昴はもう何も言わず、それでいて、目の前でこれから起こる出来事を一瞬たりとも見逃さないように目を逸らさず、少しだけ遅れて涼音の後ろをついていく。
魂魄の涼音が「座」に腰を下ろす。
大樹から涼音の体を浸食するように細い根のようなものが絡まりつき、覆い隠す。
思わず手を伸ばしかけ、途中で止める。
歯を食いしばって昴はその姿を見守り続けた。
この空間に行き来することすらできなくなるだろう。
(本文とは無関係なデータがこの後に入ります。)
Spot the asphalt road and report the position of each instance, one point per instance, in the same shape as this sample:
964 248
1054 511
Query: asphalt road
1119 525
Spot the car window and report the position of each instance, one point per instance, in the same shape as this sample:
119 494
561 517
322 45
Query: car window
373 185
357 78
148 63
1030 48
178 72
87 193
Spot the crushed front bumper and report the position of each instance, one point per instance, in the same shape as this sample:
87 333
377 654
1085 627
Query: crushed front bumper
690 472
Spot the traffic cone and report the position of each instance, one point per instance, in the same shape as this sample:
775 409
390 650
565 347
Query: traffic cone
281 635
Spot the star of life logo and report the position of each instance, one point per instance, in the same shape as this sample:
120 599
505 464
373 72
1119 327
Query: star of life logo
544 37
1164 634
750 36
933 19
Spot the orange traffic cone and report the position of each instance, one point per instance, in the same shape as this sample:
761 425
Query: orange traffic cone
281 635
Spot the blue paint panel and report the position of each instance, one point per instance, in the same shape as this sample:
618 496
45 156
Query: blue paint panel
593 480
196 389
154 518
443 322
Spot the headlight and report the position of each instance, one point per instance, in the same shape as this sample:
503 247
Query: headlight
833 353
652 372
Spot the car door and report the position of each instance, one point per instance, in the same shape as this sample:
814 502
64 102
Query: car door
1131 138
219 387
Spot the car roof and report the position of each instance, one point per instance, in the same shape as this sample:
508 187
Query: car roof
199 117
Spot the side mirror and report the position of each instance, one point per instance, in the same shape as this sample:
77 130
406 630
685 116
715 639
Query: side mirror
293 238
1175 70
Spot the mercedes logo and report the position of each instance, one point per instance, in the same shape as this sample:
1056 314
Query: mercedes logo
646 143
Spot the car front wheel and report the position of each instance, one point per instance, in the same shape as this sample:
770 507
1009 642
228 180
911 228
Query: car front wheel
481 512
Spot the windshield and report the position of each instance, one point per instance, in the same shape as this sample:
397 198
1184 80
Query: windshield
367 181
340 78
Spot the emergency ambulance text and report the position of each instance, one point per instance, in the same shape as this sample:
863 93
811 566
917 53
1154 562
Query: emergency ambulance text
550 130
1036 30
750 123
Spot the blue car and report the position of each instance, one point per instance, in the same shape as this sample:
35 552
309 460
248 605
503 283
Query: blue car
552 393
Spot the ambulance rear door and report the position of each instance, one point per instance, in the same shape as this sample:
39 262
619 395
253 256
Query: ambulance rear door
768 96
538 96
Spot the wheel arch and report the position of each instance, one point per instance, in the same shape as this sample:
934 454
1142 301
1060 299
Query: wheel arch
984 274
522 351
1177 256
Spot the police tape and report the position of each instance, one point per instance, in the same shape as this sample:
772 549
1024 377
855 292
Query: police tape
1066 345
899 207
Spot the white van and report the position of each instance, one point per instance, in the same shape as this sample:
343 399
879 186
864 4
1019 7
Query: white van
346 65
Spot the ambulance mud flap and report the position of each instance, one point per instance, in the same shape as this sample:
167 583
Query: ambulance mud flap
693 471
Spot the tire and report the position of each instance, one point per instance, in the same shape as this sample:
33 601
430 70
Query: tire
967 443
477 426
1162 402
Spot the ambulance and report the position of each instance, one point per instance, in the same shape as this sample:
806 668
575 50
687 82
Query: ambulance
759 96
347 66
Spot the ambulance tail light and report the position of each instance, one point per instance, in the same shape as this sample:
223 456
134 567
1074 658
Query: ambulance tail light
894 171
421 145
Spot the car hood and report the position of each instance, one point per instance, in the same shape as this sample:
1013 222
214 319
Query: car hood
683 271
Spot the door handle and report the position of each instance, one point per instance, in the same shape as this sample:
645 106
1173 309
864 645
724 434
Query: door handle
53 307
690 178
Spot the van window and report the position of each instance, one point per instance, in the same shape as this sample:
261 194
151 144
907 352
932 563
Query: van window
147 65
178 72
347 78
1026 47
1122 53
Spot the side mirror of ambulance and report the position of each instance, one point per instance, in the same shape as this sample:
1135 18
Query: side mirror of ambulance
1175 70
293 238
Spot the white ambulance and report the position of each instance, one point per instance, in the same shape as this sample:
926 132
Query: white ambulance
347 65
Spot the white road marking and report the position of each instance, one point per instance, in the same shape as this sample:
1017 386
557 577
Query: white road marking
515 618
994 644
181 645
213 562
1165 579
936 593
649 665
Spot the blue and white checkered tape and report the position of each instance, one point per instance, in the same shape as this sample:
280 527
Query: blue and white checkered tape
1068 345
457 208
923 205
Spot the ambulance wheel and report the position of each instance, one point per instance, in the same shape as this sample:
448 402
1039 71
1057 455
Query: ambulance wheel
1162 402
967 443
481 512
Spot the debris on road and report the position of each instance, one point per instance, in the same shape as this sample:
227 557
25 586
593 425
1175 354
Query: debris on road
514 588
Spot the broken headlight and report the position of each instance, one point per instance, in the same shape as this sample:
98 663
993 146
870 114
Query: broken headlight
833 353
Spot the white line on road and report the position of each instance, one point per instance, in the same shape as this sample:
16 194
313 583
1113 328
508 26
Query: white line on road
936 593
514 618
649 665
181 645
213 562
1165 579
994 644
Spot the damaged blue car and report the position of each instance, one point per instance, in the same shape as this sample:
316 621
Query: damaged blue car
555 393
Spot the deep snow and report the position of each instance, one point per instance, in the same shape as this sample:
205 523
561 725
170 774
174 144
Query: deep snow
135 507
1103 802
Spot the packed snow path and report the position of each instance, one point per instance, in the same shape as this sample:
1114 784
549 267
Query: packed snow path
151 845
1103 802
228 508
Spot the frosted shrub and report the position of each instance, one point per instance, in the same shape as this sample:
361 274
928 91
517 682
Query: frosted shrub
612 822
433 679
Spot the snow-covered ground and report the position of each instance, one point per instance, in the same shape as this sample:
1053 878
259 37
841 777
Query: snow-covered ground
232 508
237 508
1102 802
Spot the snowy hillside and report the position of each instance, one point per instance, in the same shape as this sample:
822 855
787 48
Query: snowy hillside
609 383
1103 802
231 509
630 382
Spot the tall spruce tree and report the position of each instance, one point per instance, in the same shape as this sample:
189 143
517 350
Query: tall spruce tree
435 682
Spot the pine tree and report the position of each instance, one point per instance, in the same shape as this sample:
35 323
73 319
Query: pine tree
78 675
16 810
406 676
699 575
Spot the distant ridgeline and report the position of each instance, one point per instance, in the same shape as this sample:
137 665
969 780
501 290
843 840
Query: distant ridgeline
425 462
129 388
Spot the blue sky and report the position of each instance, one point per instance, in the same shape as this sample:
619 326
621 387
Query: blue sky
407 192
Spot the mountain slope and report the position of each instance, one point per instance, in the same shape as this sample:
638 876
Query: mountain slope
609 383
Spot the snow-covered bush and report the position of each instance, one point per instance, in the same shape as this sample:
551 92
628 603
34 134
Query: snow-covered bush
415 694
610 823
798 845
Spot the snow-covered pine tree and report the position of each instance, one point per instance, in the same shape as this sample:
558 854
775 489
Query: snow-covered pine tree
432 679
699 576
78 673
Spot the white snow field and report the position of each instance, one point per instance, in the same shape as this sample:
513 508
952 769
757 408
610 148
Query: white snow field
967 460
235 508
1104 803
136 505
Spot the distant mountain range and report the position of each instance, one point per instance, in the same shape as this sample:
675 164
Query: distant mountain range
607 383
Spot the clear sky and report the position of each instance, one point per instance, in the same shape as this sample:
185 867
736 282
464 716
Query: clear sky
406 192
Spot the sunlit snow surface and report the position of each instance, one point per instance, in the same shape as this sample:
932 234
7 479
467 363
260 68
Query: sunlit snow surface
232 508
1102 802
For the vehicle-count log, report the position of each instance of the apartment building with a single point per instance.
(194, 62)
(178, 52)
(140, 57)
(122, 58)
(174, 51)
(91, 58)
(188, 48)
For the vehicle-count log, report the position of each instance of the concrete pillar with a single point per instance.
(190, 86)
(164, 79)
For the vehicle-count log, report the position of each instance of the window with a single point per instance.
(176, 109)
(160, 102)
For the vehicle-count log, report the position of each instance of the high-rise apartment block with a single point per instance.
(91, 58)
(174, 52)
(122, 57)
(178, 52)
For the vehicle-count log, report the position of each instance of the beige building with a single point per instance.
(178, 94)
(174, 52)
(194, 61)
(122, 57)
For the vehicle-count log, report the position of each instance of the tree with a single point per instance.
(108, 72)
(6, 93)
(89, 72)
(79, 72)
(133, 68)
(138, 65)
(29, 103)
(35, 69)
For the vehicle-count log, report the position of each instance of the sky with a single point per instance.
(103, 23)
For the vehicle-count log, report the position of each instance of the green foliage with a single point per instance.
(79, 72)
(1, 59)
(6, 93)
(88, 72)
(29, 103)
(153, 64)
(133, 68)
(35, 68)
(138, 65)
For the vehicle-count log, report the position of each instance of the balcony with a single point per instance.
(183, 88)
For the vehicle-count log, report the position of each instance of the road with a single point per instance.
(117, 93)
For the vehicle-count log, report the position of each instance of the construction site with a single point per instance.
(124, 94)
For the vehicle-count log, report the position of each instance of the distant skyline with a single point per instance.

だから、絶対に、目を逸らさない。
涼音を覆い隠した木の根は、徐々に彼女の体の形状に馴染み、精巧な木製の像のようになって固まった。
『座の交代は成った……』
ユグドラシルの重厚な声が響き渡る。
空が徐々に暗くなっていて、この世界が閉じ行く様子が見て取れた。
一瞬、このまま昴自身もここで眠るという誘惑を感じたが、それを振り払って昴は顔を上げた。
「――涼音を、頼みます」
『汝が、その身に降りかかるであろう数々の困難に打ち勝ち再びこの場を訪れんことを我も願っている』
別れの言葉を交わし終えた途端、昴の目の前が闇に閉ざされていった。